Hacker Newsnew | past | comments | ask | show | jobs | submitlogin
Browse good first issues to start contributing to open source (github.blog)
256 points by chmaynard on Jan 22, 2020 | hide | past | favorite | 47 comments


In a way, I appreciate the attempt to encourage people to contribute to open source, but in another way, initiatives like this feel a lot like a cargo cult to me. I mean that in a very specific sense:

Traditionally, contributors to free software and open source, especially the more prolific ones, are often good programmers. This has made its way into the collective consciousness in a way that affects hiring, e.g. by considering open source contributions as a positive signal.

People who want to be software developers hear or read about this and want to replicate it, so they are looking for somewhere to contribute. Hence initiatives like in TFA, and GSoC etc.

What they ignore or just don't see is that those traditional contributors to open source largely self-selected by having some issue that they wanted to solve and then just fixing it. They come to the projects with their own issues, which may overlap with issues of others out of coincidence. The difference in motivation and internal drive is significant.

Of course it's still nice when people genuinely want to contribute to make the world a better place, but I'm skeptical about the support burden that these non-traditional contributors often put on project maintainers, because they tend to need more guidance on average and have less intrinsic understanding of the problem space and relevant use cases. Some projects grow structures to support it and manage just fine, but some don't and I think that also needs to be accepted.



It's analogous to the way that software companies train junior engineers: it takes time to define the tasks, set up infrastructure and tests to make development easy, review and provide feedback on contributions, and to encourage learning and further skill development.

While open source communities have been around for a while, we're entering an era where the size of the community is scaling up significantly (thanks to GitHub and improved connectivity worldwide), and this is exposing some of the entrenched issues around the maintainer burden you mention, gatekeeping, and project maturity.

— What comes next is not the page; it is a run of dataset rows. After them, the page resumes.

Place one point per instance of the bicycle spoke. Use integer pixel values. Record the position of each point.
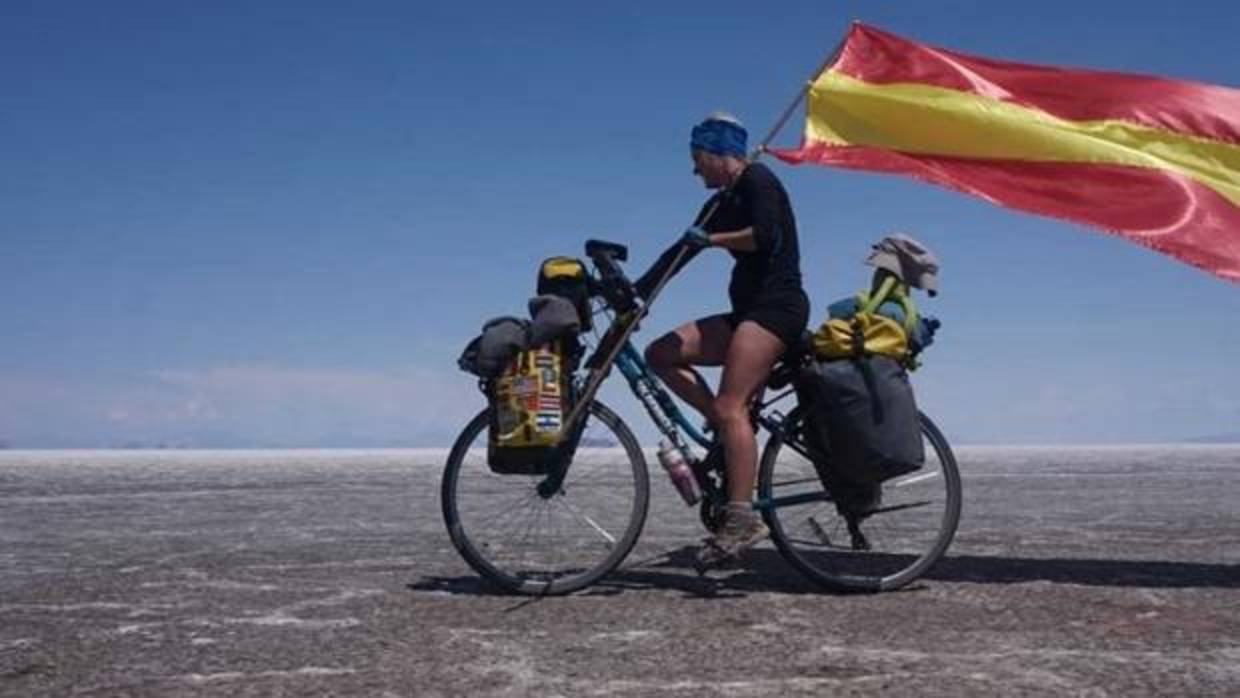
(593, 525)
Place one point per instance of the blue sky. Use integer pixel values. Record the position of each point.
(277, 223)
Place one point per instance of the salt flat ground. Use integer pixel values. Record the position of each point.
(1079, 572)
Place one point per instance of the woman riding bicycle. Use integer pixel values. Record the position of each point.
(752, 218)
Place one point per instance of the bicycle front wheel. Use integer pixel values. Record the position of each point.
(532, 538)
(909, 523)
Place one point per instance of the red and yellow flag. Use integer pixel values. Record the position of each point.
(1153, 160)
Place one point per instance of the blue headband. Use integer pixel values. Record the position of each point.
(718, 136)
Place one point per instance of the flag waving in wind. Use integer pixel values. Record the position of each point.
(1153, 160)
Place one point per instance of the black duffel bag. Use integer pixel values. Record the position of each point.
(861, 413)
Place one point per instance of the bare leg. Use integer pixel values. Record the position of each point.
(750, 356)
(672, 356)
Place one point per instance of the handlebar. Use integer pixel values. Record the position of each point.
(613, 285)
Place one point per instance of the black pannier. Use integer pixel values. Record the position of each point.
(861, 412)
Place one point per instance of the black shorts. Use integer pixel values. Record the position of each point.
(785, 316)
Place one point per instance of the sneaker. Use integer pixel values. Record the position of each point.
(739, 533)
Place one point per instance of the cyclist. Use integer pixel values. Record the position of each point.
(750, 217)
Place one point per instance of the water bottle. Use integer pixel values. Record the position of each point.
(673, 463)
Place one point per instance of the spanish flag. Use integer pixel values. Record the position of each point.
(1151, 159)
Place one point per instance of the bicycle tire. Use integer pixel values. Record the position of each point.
(812, 533)
(513, 563)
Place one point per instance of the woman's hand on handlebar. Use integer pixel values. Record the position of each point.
(696, 238)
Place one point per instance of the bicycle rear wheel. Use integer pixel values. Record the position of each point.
(884, 549)
(530, 538)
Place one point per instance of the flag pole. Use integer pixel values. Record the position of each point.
(796, 102)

There's a huge opportunity here to create an improved learning, accreditation and contribution ecosystem; one project I'd heard about recently in the UK is 'Code Grades'[0], which aims to provide a learning ladder for developers - whether they intend to code professionally or as a hobby.

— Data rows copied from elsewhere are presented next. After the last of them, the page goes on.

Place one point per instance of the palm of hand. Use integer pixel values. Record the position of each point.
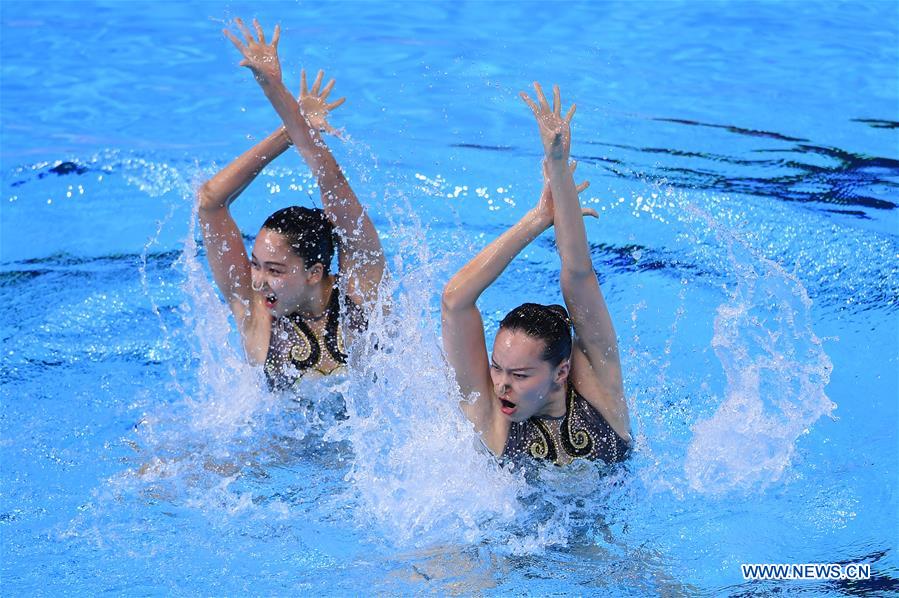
(263, 60)
(555, 135)
(258, 56)
(316, 112)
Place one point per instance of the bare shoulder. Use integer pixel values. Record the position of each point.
(606, 396)
(256, 333)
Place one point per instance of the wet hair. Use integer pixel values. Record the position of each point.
(549, 323)
(308, 232)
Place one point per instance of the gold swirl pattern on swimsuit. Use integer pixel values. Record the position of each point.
(543, 445)
(577, 442)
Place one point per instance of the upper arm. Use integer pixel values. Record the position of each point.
(361, 258)
(227, 259)
(595, 364)
(466, 351)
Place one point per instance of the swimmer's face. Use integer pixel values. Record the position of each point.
(280, 276)
(522, 379)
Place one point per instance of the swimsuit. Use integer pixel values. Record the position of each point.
(294, 350)
(583, 433)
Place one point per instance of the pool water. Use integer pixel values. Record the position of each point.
(743, 160)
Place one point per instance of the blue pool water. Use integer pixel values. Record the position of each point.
(743, 159)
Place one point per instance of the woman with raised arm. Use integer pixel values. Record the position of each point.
(284, 298)
(542, 394)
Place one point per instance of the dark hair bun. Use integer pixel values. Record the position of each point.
(308, 231)
(560, 311)
(549, 323)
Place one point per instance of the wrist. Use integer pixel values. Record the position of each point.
(536, 221)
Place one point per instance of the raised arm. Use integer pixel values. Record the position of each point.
(224, 244)
(463, 328)
(361, 255)
(596, 367)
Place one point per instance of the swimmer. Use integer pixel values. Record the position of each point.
(283, 296)
(542, 394)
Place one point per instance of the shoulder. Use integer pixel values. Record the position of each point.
(606, 401)
(256, 333)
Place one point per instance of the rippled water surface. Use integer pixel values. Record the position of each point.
(743, 159)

There's always going to be a requirement to define tasks and review contributions - the trick will be to spread the load and make consensus-gathering more straightforward, while also preventing accidental & malicious bad actors (reputation and accreditation can probably help get some of the way there).

[0] - https://codegrades.com


Whether someone wants to fix code because they use and have a problem with it, or they just wanted to knock out a random 'good first bug', it's not really up to you.

Personally i think github shouldn't have this feature for a number of unrelated reasons, but don't start excluding one-off noob contributors. Open source is open for a reason.


I'm not excluding them. If they do just knock out a random 'good first bug', then that's actually great and welcome. But there seems to be a pattern of people who heard that contributing to open source is good for their CV, this ends up being their only motivation, and they expect hand-holding from project maintainers or for their patches to be accepted without scrutiny (or, if they are receptive to feedback, their patches are just really low quality and require a lot of review iterations).

It's those last points that can be a problem, because it can cause their contribution to become net-negative.


> . But there seems to be a pattern of people who heard that contributing to open source is good for their CV, this ends up being their only motivation

Honestly I don't care what motivates people to contribute to open source. Some people are previlaged enough to contribute for fun in their free time. Some do it for improving their resume (Not everyone is previlaged to work in a FAANG or reputed tech company or went to an Ivy League). Some do it for improving the software they use. None of the reason is honestly better than the other. At the end of the day what matter is the code gets commited to the repo. Nobody mentions the reason why they made the contribution in commit message. Don't worry about maintainers getting overwhelmed by contributors. Its a good problem tp have. Most of them are smart enough to come up with a system if that problem actually arises. Honestly the main reason most open source projects die is not because of too many contributions. Its because of lack of contributors and a single maintainer having to do all the heavy lifting by themselves.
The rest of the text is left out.